Union Pacific is part of the Focus section, for younger galleries, and Frieze also has new sections this year. One of those, Unworlding, is being curated by Cédric Fauq and will look at social change, featuring works by Nora Turato, Ndayé Kouagou and Natacha Donzé, among others.
Also new is the Editions section, for works like prints, which tend to be less expensive than unique artworks.
“We want to encourage young collectors, and we’re thinking about affordability,” Ms. Langret said.
One of the galleries in Editions, Cristea Roberts of London, will be showing works by Michael Craig-Martin, Yinka Shonibare and Paula Rego, among others.
The price range is roughly $1,500 to $25,000, “which for an art fair is cheap,” said the gallery’s founder, Alan Cristea.
Mr. Cristea, who does seven or eight fairs a year, said that the pandemic had been a little easier to survive for print dealers.
“It’s hard to imagine someone spending $20 million on a painting they haven’t seen in person, but with prints, as long as the client is familiar with the artist, they will spend money without seeing it in the flesh,” he said, noting that 2020 was a record year for the gallery “despite being closed half the time.”
Across the park, Frieze Masters has more than 130 galleries presenting older art. (Between the two fairs, dealers from 39 countries are represented.)
Mr. Cristea, who has shown at both fairs, said that art in Masters dated to the start of time — “from God onwards” — and noted that softer lighting and wider aisles meant that the experience was more leisurely.
“You can take time, and there’s less frenzy,” he added.
The New York photography dealer Bruce Silverstein will be exploring seriality in his booth. Among the artists featured with several images each are Alfred Stieglitz and Bill Cunningham; a photographic triptych circa 1980 by the German artists Bernd and Hilla Becher depicts the industrial landscapes they became known for.
Frieze Masters has a new feature, too: Stand Out, a section curated by Luke Syson, the director of the Fitzwilliam Museum in Cambridge, England.
Nathan Clements-Gillespie, the artistic director of the fair, said the intent was to “show decorative art in a different light — taking the decorative out of the decorative arts,” focusing on sculptural skill and conceptual ingenuity.
Galleries in the section include London’s Prahlad Bubbar, Alessandra Di Castro of Rome and Gisèle Croës of Brussels.
Ms. Croës has been an art dealer since the 1970s, with a specialty in archaic Chinese bronzes. “It’s the first ages, the first dynasties, of Chinese art,” she said.
She will show around 60 pieces, most of them small, with the earliest dating to the sixth century B.C. They include a bronze belt plaque, a tinned-bronze goat plaque and a bronze dagger. Perhaps most appealing is a large earthenware polychrome camel and rider made during China’s Tang dynasty.

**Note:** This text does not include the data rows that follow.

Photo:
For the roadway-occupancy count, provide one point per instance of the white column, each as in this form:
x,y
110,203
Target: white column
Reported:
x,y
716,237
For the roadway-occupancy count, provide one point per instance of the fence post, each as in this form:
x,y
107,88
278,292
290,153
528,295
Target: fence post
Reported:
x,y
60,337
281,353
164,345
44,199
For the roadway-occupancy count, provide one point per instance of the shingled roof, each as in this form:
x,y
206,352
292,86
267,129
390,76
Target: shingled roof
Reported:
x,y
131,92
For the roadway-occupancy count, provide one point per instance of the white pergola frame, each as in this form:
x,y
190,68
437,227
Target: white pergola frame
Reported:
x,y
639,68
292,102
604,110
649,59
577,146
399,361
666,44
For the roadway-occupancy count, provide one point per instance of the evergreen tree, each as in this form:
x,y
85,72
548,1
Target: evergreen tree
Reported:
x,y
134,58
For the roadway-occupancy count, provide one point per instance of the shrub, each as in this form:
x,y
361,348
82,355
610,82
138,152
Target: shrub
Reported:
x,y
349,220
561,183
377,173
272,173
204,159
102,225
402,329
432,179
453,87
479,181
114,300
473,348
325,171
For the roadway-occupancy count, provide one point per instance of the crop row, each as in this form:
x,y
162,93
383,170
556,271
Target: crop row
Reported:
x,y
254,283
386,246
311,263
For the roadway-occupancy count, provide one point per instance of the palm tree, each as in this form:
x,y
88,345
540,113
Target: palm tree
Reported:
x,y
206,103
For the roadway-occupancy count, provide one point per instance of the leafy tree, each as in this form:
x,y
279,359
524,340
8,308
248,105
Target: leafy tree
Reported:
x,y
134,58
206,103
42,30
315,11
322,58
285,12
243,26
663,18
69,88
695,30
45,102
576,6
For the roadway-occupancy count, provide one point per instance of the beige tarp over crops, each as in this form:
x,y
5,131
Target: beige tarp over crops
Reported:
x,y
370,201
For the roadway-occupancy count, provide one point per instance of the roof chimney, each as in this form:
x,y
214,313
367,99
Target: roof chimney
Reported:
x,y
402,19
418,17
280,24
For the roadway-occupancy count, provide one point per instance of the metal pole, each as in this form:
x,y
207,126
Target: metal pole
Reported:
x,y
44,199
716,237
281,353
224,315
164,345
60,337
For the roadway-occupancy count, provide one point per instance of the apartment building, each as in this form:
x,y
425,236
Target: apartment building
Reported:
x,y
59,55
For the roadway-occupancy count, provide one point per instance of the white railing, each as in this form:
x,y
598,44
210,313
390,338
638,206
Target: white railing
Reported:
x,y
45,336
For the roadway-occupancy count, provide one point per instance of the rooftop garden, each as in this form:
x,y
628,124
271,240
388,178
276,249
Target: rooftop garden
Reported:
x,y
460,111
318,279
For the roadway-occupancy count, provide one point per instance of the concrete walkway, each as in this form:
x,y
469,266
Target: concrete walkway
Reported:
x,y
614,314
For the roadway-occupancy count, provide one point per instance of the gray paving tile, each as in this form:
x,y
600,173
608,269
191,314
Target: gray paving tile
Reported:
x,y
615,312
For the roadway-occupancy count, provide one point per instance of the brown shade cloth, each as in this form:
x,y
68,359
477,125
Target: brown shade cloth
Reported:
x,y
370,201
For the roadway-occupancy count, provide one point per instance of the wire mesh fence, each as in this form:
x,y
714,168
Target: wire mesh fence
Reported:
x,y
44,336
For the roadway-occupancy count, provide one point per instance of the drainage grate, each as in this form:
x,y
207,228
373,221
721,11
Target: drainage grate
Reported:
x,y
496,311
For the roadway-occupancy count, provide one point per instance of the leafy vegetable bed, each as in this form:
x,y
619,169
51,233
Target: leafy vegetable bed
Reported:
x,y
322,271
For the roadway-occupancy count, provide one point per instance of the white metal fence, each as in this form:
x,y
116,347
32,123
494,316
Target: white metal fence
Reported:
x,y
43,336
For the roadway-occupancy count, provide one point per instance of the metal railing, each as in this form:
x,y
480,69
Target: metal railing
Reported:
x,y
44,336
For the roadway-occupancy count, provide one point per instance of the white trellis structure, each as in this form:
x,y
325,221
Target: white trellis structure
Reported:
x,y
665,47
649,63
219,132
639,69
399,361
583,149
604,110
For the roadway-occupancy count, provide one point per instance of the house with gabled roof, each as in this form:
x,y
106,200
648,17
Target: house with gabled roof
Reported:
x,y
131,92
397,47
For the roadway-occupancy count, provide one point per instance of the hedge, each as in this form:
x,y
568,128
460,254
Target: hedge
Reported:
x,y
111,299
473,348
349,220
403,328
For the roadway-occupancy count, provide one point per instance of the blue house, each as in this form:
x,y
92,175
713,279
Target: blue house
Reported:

“I’ve always been interested in rituals, and these bronze works are part of rituals,” Ms. Croës said. She added that some of the objects, made by tribes on the steppes of what is now Mongolia, are “things that you can wear, since nomads didn’t have houses.”
The Frieze brand is probably more associated with work like Koak’s, given that it publishes a contemporary art magazine, with eight issues a year, and pursues projects like No. 9 Cork Street.
But Ms. Croës said that she relished having her ancient objects associated with cutting-edge works.
“The combination is what makes it interesting,” she said. “Modern art and ancient art, it shows that we have continuity.”
Ms. Croës added, “I believe the past is mixed with the future.”